La iglesia estaba hundida entre una nube de polvo y sin saber bien quién estaba a su lado, Crescencio comenzó a cavar, y cavar, y cavar, y cuando escuchó los gritos que antecedieron al primer rescate co­rrió desaforado para identificar quién era.

—Era Ismael. Fue el primero al que encontramos. Se lo llevaron, pero está muy grave. Me acaban de decir que está en el hospital “Rafael Moreno Valle” y que quieren que vaya a verlo. Pero cómo voy a dejar a su esposa y a sus hijitas así.

Y cuando dice “así”, Crescencio estira las manos y señala hacia los tres ataúdes, que están ubicados en fila junto a otros ocho, a mitad de la calle donde vivían su hijo y su nuera.
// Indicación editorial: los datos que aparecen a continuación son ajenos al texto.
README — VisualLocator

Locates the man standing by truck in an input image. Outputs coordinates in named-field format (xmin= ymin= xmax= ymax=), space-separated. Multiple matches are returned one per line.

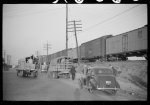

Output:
xmin=70 ymin=65 xmax=76 ymax=80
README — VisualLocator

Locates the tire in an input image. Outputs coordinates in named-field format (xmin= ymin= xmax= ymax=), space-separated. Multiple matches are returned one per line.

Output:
xmin=106 ymin=89 xmax=117 ymax=95
xmin=110 ymin=90 xmax=117 ymax=95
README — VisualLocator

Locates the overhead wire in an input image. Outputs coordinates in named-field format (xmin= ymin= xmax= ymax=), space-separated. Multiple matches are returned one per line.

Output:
xmin=67 ymin=4 xmax=143 ymax=47
xmin=78 ymin=4 xmax=142 ymax=35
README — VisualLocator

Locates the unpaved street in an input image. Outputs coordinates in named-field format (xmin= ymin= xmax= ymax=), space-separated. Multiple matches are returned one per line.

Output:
xmin=3 ymin=69 xmax=144 ymax=101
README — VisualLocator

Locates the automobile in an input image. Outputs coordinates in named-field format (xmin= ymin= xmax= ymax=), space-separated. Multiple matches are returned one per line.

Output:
xmin=78 ymin=66 xmax=120 ymax=95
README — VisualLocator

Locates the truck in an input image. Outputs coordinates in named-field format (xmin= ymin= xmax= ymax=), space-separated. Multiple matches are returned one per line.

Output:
xmin=48 ymin=56 xmax=74 ymax=79
xmin=16 ymin=56 xmax=39 ymax=78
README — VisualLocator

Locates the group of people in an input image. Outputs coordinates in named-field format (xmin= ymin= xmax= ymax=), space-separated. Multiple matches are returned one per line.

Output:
xmin=69 ymin=64 xmax=91 ymax=81
xmin=48 ymin=63 xmax=118 ymax=81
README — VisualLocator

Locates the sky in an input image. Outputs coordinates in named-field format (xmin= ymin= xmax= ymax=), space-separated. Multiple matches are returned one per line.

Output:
xmin=3 ymin=4 xmax=147 ymax=65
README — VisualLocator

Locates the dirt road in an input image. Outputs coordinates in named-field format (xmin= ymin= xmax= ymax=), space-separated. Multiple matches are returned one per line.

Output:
xmin=3 ymin=69 xmax=145 ymax=101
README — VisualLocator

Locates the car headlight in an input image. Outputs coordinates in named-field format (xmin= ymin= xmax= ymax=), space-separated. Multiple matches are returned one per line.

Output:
xmin=106 ymin=81 xmax=111 ymax=85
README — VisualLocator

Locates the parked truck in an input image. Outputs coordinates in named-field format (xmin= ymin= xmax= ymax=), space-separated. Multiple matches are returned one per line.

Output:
xmin=16 ymin=56 xmax=39 ymax=78
xmin=48 ymin=56 xmax=73 ymax=79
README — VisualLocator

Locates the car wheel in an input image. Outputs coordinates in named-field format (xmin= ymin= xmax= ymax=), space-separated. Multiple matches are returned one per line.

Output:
xmin=109 ymin=90 xmax=117 ymax=95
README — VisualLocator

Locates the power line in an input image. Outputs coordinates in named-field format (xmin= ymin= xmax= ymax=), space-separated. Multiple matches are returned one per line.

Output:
xmin=80 ymin=4 xmax=142 ymax=34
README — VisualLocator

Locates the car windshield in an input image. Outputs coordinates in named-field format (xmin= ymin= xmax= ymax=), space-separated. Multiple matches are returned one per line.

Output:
xmin=92 ymin=68 xmax=113 ymax=75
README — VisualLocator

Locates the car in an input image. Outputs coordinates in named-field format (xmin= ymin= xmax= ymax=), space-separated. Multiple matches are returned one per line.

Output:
xmin=78 ymin=66 xmax=120 ymax=95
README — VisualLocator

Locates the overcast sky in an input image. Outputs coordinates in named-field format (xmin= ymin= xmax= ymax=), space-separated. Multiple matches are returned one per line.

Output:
xmin=3 ymin=4 xmax=147 ymax=65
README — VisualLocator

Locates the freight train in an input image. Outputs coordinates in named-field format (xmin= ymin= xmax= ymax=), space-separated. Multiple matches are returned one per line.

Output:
xmin=39 ymin=25 xmax=147 ymax=64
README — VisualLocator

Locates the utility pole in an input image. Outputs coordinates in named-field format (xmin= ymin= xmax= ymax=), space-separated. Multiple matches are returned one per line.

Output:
xmin=35 ymin=50 xmax=40 ymax=57
xmin=7 ymin=54 xmax=11 ymax=65
xmin=43 ymin=41 xmax=51 ymax=65
xmin=67 ymin=20 xmax=82 ymax=65
xmin=66 ymin=4 xmax=68 ymax=57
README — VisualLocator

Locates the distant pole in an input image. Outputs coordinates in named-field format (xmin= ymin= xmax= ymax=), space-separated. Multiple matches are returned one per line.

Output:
xmin=66 ymin=4 xmax=68 ymax=57
xmin=35 ymin=50 xmax=39 ymax=57
xmin=43 ymin=41 xmax=51 ymax=65
xmin=47 ymin=42 xmax=48 ymax=56
xmin=7 ymin=54 xmax=11 ymax=65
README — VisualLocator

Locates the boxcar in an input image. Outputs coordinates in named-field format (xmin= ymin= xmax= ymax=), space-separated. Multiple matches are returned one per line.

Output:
xmin=128 ymin=26 xmax=147 ymax=52
xmin=68 ymin=48 xmax=73 ymax=59
xmin=68 ymin=48 xmax=78 ymax=59
xmin=106 ymin=25 xmax=147 ymax=60
xmin=80 ymin=44 xmax=86 ymax=59
xmin=50 ymin=53 xmax=57 ymax=60
xmin=80 ymin=35 xmax=112 ymax=60
xmin=60 ymin=49 xmax=67 ymax=57
xmin=56 ymin=51 xmax=61 ymax=57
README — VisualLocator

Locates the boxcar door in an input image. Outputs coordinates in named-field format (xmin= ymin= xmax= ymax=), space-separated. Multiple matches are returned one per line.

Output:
xmin=122 ymin=34 xmax=128 ymax=52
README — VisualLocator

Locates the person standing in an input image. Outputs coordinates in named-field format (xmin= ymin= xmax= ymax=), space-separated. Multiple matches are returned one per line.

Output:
xmin=70 ymin=65 xmax=76 ymax=80
xmin=109 ymin=64 xmax=117 ymax=76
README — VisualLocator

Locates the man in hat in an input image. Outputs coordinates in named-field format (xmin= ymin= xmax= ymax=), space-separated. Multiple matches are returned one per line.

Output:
xmin=70 ymin=65 xmax=76 ymax=80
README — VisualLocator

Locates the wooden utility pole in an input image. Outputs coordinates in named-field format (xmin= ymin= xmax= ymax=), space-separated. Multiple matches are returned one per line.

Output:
xmin=66 ymin=4 xmax=68 ymax=57
xmin=35 ymin=51 xmax=40 ymax=57
xmin=73 ymin=20 xmax=80 ymax=65
xmin=67 ymin=20 xmax=82 ymax=65
xmin=43 ymin=41 xmax=51 ymax=65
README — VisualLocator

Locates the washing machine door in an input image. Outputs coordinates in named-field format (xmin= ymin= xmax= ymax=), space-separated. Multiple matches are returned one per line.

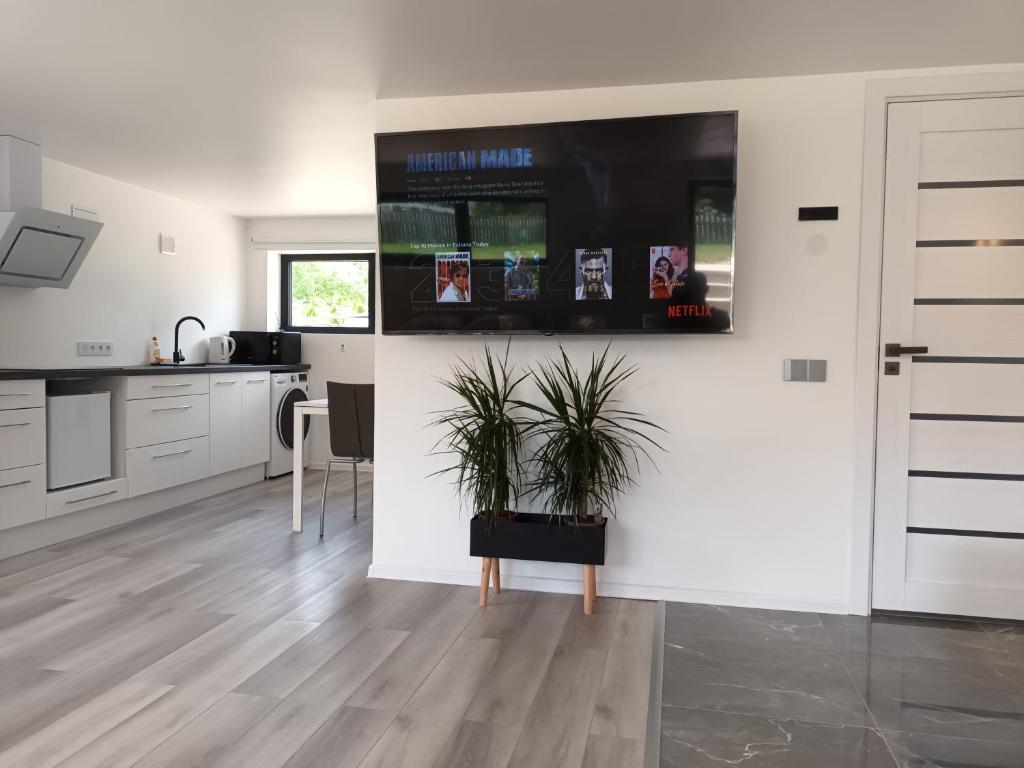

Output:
xmin=277 ymin=388 xmax=311 ymax=449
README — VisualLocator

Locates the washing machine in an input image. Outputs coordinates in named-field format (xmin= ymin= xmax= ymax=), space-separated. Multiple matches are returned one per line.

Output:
xmin=268 ymin=372 xmax=312 ymax=478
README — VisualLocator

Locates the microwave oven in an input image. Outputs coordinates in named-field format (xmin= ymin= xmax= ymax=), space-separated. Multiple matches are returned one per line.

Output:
xmin=228 ymin=331 xmax=301 ymax=364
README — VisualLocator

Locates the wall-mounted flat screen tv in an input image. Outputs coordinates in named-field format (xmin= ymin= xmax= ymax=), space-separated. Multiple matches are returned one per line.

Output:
xmin=375 ymin=111 xmax=737 ymax=334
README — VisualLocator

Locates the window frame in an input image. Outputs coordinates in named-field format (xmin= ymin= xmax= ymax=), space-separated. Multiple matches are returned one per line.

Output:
xmin=279 ymin=252 xmax=376 ymax=335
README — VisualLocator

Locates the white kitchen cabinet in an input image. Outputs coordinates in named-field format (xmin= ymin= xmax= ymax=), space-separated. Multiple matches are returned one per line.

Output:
xmin=210 ymin=373 xmax=243 ymax=475
xmin=47 ymin=477 xmax=128 ymax=518
xmin=125 ymin=374 xmax=209 ymax=400
xmin=0 ymin=464 xmax=46 ymax=530
xmin=126 ymin=436 xmax=209 ymax=497
xmin=0 ymin=406 xmax=45 ymax=471
xmin=0 ymin=379 xmax=45 ymax=410
xmin=125 ymin=393 xmax=210 ymax=449
xmin=0 ymin=379 xmax=45 ymax=529
xmin=241 ymin=372 xmax=270 ymax=467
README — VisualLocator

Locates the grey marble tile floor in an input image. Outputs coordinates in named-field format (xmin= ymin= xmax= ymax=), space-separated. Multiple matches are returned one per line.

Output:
xmin=658 ymin=602 xmax=1024 ymax=767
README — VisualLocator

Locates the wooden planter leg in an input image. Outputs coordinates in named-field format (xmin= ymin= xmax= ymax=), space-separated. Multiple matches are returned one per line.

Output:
xmin=589 ymin=565 xmax=597 ymax=608
xmin=492 ymin=558 xmax=501 ymax=593
xmin=583 ymin=564 xmax=595 ymax=615
xmin=479 ymin=558 xmax=492 ymax=607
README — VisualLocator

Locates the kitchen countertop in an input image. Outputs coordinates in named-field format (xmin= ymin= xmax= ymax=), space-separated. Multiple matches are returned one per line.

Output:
xmin=0 ymin=363 xmax=311 ymax=381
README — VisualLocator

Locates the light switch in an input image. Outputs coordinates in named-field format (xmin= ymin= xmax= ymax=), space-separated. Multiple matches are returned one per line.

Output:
xmin=808 ymin=360 xmax=827 ymax=382
xmin=784 ymin=359 xmax=808 ymax=382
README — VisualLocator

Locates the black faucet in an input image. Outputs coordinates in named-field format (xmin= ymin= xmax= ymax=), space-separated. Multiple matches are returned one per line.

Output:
xmin=173 ymin=316 xmax=206 ymax=364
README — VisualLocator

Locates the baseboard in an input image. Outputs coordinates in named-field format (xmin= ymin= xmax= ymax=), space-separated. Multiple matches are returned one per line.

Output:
xmin=365 ymin=563 xmax=849 ymax=614
xmin=0 ymin=465 xmax=264 ymax=561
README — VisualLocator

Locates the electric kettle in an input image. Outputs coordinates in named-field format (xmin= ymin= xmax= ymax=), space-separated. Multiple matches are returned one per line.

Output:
xmin=208 ymin=335 xmax=236 ymax=364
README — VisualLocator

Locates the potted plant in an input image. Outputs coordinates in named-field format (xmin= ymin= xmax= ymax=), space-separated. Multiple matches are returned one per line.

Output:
xmin=523 ymin=343 xmax=664 ymax=527
xmin=456 ymin=343 xmax=662 ymax=612
xmin=428 ymin=342 xmax=529 ymax=528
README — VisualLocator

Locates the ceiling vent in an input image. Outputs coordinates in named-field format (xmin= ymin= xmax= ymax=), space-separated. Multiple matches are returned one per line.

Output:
xmin=159 ymin=233 xmax=176 ymax=256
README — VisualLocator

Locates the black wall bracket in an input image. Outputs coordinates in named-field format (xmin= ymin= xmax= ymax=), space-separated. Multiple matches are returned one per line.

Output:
xmin=798 ymin=206 xmax=839 ymax=221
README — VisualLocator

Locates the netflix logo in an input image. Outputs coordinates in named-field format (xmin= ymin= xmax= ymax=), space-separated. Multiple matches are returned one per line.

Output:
xmin=667 ymin=304 xmax=712 ymax=318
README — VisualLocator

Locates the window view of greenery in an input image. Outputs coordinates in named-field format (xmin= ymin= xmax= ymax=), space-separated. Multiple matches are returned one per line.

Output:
xmin=289 ymin=259 xmax=370 ymax=328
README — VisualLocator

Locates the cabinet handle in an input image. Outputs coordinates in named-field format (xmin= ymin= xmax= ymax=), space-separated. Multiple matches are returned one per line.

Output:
xmin=68 ymin=489 xmax=119 ymax=504
xmin=152 ymin=383 xmax=192 ymax=388
xmin=247 ymin=379 xmax=267 ymax=384
xmin=152 ymin=405 xmax=193 ymax=413
xmin=0 ymin=479 xmax=30 ymax=490
xmin=0 ymin=422 xmax=31 ymax=428
xmin=215 ymin=381 xmax=238 ymax=386
xmin=152 ymin=449 xmax=192 ymax=459
xmin=0 ymin=392 xmax=31 ymax=397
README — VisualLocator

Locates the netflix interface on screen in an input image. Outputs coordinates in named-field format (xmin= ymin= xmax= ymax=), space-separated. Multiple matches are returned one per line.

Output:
xmin=376 ymin=111 xmax=737 ymax=334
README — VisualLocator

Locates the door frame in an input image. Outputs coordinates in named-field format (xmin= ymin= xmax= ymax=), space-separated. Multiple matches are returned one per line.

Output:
xmin=850 ymin=68 xmax=1024 ymax=615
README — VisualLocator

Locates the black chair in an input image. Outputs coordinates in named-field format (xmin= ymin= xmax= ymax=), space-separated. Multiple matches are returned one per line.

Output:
xmin=321 ymin=382 xmax=374 ymax=538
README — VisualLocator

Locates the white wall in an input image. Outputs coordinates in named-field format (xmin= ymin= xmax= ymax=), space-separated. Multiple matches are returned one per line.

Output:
xmin=0 ymin=159 xmax=245 ymax=367
xmin=370 ymin=72 xmax=881 ymax=614
xmin=245 ymin=216 xmax=377 ymax=464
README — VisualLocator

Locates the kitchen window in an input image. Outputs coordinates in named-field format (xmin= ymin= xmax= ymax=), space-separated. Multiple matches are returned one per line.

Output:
xmin=280 ymin=253 xmax=375 ymax=334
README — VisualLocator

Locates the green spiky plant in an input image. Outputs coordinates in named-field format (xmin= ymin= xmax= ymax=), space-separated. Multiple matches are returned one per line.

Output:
xmin=428 ymin=343 xmax=529 ymax=526
xmin=520 ymin=344 xmax=664 ymax=525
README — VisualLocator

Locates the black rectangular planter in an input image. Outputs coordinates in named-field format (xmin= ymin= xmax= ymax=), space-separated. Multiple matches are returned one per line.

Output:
xmin=469 ymin=512 xmax=607 ymax=566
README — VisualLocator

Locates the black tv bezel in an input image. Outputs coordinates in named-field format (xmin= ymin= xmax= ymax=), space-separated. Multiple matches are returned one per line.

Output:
xmin=374 ymin=109 xmax=739 ymax=336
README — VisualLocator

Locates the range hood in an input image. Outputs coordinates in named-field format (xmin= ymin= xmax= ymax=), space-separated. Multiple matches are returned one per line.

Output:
xmin=0 ymin=136 xmax=103 ymax=289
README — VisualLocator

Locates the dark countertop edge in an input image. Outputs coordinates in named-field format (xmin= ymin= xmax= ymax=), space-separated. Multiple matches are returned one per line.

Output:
xmin=0 ymin=363 xmax=312 ymax=381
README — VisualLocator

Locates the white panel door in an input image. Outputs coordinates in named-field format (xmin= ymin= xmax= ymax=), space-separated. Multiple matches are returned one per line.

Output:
xmin=209 ymin=373 xmax=243 ymax=475
xmin=241 ymin=373 xmax=270 ymax=467
xmin=873 ymin=96 xmax=1024 ymax=621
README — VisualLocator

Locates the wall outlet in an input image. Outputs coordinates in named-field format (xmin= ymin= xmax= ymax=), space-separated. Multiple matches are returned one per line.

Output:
xmin=77 ymin=341 xmax=113 ymax=356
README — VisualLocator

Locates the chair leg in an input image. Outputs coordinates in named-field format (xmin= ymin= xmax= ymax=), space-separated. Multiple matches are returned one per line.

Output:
xmin=352 ymin=462 xmax=358 ymax=518
xmin=320 ymin=461 xmax=333 ymax=538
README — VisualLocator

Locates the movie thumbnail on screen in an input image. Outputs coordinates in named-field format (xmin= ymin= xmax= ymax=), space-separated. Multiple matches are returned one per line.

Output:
xmin=575 ymin=248 xmax=612 ymax=300
xmin=649 ymin=245 xmax=688 ymax=299
xmin=436 ymin=252 xmax=471 ymax=302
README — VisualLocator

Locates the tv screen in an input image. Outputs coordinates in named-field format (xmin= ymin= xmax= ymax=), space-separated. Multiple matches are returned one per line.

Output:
xmin=375 ymin=111 xmax=737 ymax=334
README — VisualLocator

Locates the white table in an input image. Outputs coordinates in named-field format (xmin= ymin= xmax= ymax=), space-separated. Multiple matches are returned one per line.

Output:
xmin=292 ymin=397 xmax=328 ymax=532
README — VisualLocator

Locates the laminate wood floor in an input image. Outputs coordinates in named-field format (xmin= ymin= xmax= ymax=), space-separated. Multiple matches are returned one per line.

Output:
xmin=0 ymin=470 xmax=654 ymax=767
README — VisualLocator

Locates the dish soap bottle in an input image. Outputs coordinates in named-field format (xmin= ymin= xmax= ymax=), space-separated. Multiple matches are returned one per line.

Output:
xmin=150 ymin=336 xmax=161 ymax=364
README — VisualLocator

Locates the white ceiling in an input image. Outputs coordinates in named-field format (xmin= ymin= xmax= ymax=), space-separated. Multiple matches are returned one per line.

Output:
xmin=1 ymin=1 xmax=1021 ymax=218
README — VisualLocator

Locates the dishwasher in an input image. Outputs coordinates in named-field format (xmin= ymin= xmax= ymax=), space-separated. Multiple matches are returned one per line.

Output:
xmin=46 ymin=391 xmax=112 ymax=489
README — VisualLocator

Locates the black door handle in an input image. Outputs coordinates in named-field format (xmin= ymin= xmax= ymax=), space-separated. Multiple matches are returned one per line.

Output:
xmin=885 ymin=343 xmax=929 ymax=357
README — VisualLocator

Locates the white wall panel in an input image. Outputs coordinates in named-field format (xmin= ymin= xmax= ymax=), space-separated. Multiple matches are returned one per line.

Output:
xmin=917 ymin=186 xmax=1024 ymax=241
xmin=909 ymin=419 xmax=1024 ymax=474
xmin=919 ymin=128 xmax=1024 ymax=183
xmin=913 ymin=305 xmax=1024 ymax=356
xmin=908 ymin=476 xmax=1024 ymax=533
xmin=372 ymin=73 xmax=871 ymax=612
xmin=907 ymin=532 xmax=1024 ymax=589
xmin=911 ymin=362 xmax=1024 ymax=416
xmin=915 ymin=246 xmax=1024 ymax=298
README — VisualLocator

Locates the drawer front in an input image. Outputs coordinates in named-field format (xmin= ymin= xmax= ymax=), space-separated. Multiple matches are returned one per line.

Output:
xmin=47 ymin=478 xmax=128 ymax=518
xmin=0 ymin=464 xmax=46 ymax=531
xmin=126 ymin=436 xmax=209 ymax=497
xmin=0 ymin=407 xmax=45 ymax=471
xmin=126 ymin=394 xmax=209 ymax=449
xmin=125 ymin=374 xmax=209 ymax=400
xmin=0 ymin=379 xmax=44 ymax=410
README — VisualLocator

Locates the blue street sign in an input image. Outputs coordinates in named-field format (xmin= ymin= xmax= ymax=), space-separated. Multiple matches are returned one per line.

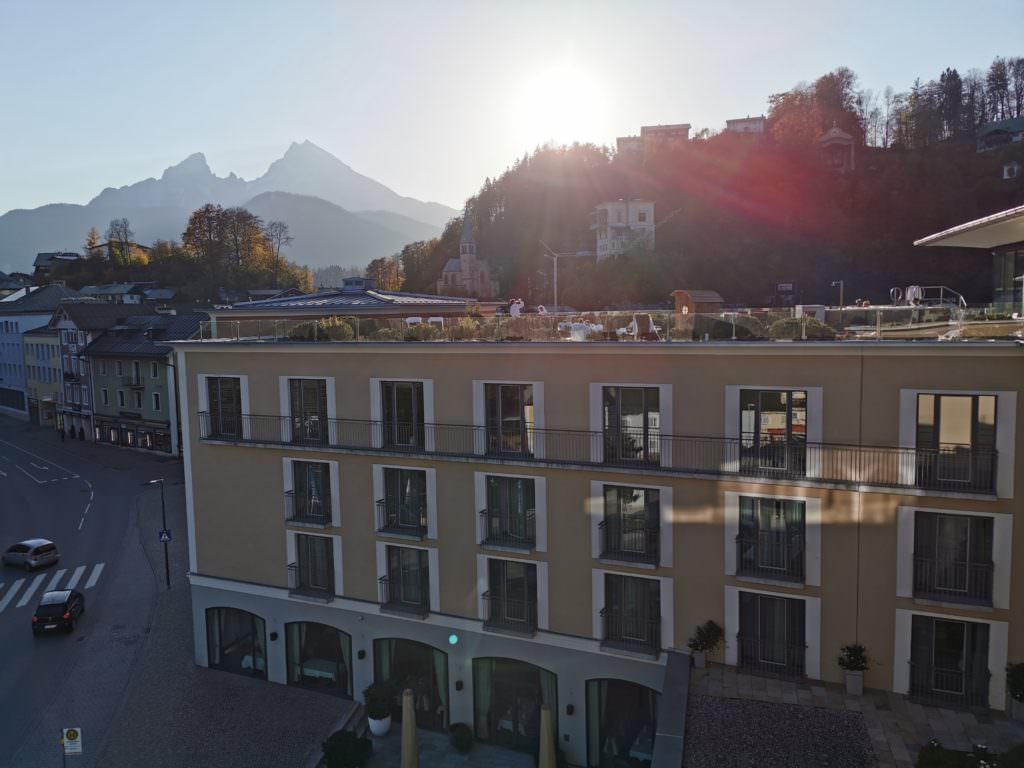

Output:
xmin=159 ymin=529 xmax=172 ymax=543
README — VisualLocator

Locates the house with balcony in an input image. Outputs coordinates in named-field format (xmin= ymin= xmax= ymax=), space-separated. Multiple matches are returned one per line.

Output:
xmin=50 ymin=302 xmax=155 ymax=440
xmin=85 ymin=311 xmax=205 ymax=453
xmin=172 ymin=327 xmax=1022 ymax=766
xmin=591 ymin=200 xmax=656 ymax=260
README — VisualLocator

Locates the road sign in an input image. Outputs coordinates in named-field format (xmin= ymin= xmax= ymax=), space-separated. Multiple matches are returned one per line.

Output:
xmin=62 ymin=727 xmax=82 ymax=755
xmin=158 ymin=529 xmax=172 ymax=543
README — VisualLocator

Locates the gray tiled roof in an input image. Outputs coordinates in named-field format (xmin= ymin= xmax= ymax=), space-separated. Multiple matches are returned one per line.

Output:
xmin=84 ymin=312 xmax=208 ymax=357
xmin=0 ymin=284 xmax=81 ymax=314
xmin=53 ymin=302 xmax=154 ymax=330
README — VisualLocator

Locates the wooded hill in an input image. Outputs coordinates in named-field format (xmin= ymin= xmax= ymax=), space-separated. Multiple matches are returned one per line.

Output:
xmin=396 ymin=62 xmax=1024 ymax=308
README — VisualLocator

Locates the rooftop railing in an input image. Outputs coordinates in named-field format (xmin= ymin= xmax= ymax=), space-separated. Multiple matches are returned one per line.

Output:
xmin=194 ymin=306 xmax=1024 ymax=345
xmin=197 ymin=412 xmax=998 ymax=494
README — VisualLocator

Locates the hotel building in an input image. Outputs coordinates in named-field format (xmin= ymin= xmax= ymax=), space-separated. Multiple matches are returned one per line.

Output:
xmin=174 ymin=337 xmax=1020 ymax=766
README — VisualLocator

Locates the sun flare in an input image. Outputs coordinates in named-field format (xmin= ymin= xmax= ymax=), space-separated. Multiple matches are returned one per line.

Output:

El aire caliente de la Mixteca se pega a la piel y alrededor de la calle alguien hace dulce o ponche de gua­yaba, porque el olor llega hasta don­de unas 40 personas rezan rodeando los ataúdes.

Un cura joven, de túnica blanca, reza en voz alta y cierra los ojos cada vez que invoca un canto religioso.

Crescencio y yo estamos en el primer cuarto de la casa de Ismael y Manuela; me dice que no puede dejar a sus nietas y nuera solas; que su hijo está muy grave en alguna sala de hospital, que no ha dormido una sola hora desde el día anterior y me repite que aunque quiera ir a ver a su primogénito, algo muy dentro le dice que tiene que estar aquí, de pie, junto a los tres ataúdes.

Cuando la misa termina, una mujer que nadie conoce se acerca al pequeño ataúd blanco de Elideth y pide que todos hagan y repitan lo mismo que ella.

—O a lo que ustedes les nazca. Yo quiero decirte, Elideth, que aunque no te conocí te agradezco hacerme ver que la vida estuvo presente — termina, y el mensaje conmueve a varios, quienes se paran y toman flores rojas que ponen sobre los 11 ataúdes.

Los féretros tienen pegados con cinta adhesiva los nombres de las víctimas. La gente que no reza cuenta entre sí que una mujer más está muy grave y que el regidor de Chietla y una mujer más son velados en aquel municipio.

Las fotografías de la iglesia derrui­da de Santiago Apóstol circularon desde la tarde del martes 19 de sep­tiembre y por eso hay tantas camio­netas que llegan de rato en rato con víveres que son depositados en el au­ditorio municipal, donde unas dos docenas de mujeres cocinan para todo el que se acerque arroz, salsa de chicharrón y frijoles.

Atzala está lleno de gente que ha­bría podido pasar toda la vida sin pensar que existía, siquiera, un lugar llamado Atzala. Los alrededores de la iglesia están llenos de muchachas rubias, de tez clara, que toman fo­tografías y miran a todos lados con extrañeza y dolor, casi como estu­vieran en el fin del mundo. O Marte.

También llega una ola de políticos priistas que reparte sándwiches cer­ca de la Presidencia Municipal, pero desaparecen pronto.

Por la tarde, en tres zanjas grandes cavadas en el panteón municipal, los 11 féretros de Atzala son deposita­dos y cubiertos por tierra.

Y todos sabrán por años que en aquel lugar reposan los muertos de la peor catástrofe del pueblo.